またクラウスの新たな一面が見れて、ちょっと嬉しく思う私。
すると、ブライアンさんは机の引き出しからカプセルが入った袋を取り出す。
薬…?
「これがヴァンパイアの雰囲気を消す薬。…と言っても、純血に効くかわかんねぇけど」
「え?雰囲気?」
「嬢ちゃん、こいつの出張についていくんだって?さっき通信機で聞いたよ」
「あ、はい…」
クラウスはいつの間にか、ブライアンさんに何でも話をしているんだ。
…でもなんで、雰囲気を消す薬?
「さすがに純血をハンターと同行させたら、まずいだろ?ヴァンパイアの気配に鋭いやつは鋭いし」
次はクラウスが答えてくれる。
そっか…普通は吸血鬼と吸血鬼討伐隊が一緒にいるのは…おかしいもんね。
「普通のヴァンパイアだと…大体一日効果がある。

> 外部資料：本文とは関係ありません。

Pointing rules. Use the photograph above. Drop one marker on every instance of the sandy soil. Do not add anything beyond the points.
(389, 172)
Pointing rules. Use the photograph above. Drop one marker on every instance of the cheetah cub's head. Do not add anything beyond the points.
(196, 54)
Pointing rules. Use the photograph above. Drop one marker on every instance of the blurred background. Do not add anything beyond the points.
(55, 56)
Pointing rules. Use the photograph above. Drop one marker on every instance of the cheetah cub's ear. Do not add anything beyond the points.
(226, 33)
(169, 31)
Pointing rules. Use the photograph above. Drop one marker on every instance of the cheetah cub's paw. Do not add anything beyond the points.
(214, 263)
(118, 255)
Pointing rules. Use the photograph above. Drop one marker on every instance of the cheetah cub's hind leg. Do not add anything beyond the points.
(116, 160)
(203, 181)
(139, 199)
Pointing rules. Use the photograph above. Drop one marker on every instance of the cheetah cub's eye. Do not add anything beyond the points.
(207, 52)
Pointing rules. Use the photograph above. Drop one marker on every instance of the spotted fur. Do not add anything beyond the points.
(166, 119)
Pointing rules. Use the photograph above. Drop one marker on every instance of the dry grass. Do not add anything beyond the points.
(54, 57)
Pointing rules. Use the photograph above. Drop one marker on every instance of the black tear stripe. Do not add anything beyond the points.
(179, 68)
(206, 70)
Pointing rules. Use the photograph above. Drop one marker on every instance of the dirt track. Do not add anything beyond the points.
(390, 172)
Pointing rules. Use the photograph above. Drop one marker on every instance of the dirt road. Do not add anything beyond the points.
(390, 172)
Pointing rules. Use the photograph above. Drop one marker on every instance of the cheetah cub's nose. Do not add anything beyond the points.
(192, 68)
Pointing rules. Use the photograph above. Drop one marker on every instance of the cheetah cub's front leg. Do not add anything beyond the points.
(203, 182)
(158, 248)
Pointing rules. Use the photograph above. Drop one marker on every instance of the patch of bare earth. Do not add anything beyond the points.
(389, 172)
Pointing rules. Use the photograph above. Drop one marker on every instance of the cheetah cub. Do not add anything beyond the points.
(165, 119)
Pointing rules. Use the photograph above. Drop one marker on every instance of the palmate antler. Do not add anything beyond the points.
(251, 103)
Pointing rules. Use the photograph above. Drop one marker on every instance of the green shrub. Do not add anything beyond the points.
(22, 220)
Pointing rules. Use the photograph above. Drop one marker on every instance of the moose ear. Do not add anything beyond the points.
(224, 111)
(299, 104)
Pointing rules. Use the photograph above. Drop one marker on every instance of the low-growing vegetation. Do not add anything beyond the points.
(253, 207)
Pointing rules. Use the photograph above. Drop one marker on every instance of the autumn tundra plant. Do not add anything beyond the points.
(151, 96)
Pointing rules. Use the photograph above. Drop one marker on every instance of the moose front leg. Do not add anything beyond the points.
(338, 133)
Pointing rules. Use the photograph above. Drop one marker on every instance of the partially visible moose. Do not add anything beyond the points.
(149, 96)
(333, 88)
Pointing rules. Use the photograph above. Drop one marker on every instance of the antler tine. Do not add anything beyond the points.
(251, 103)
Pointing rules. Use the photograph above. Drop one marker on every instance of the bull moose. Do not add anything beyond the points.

しかし、嬢ちゃんの場合、効いたとしても…何時間持つか…」
「…純血に薬を渡したこと、ないんですか?」
「ないない。嬢ちゃんが初めてだ」
ブライアンさんは横に設置されている小さな冷蔵庫から水を取り出す。
そして袋から薬を一つ取り出し、水と共に私に渡す。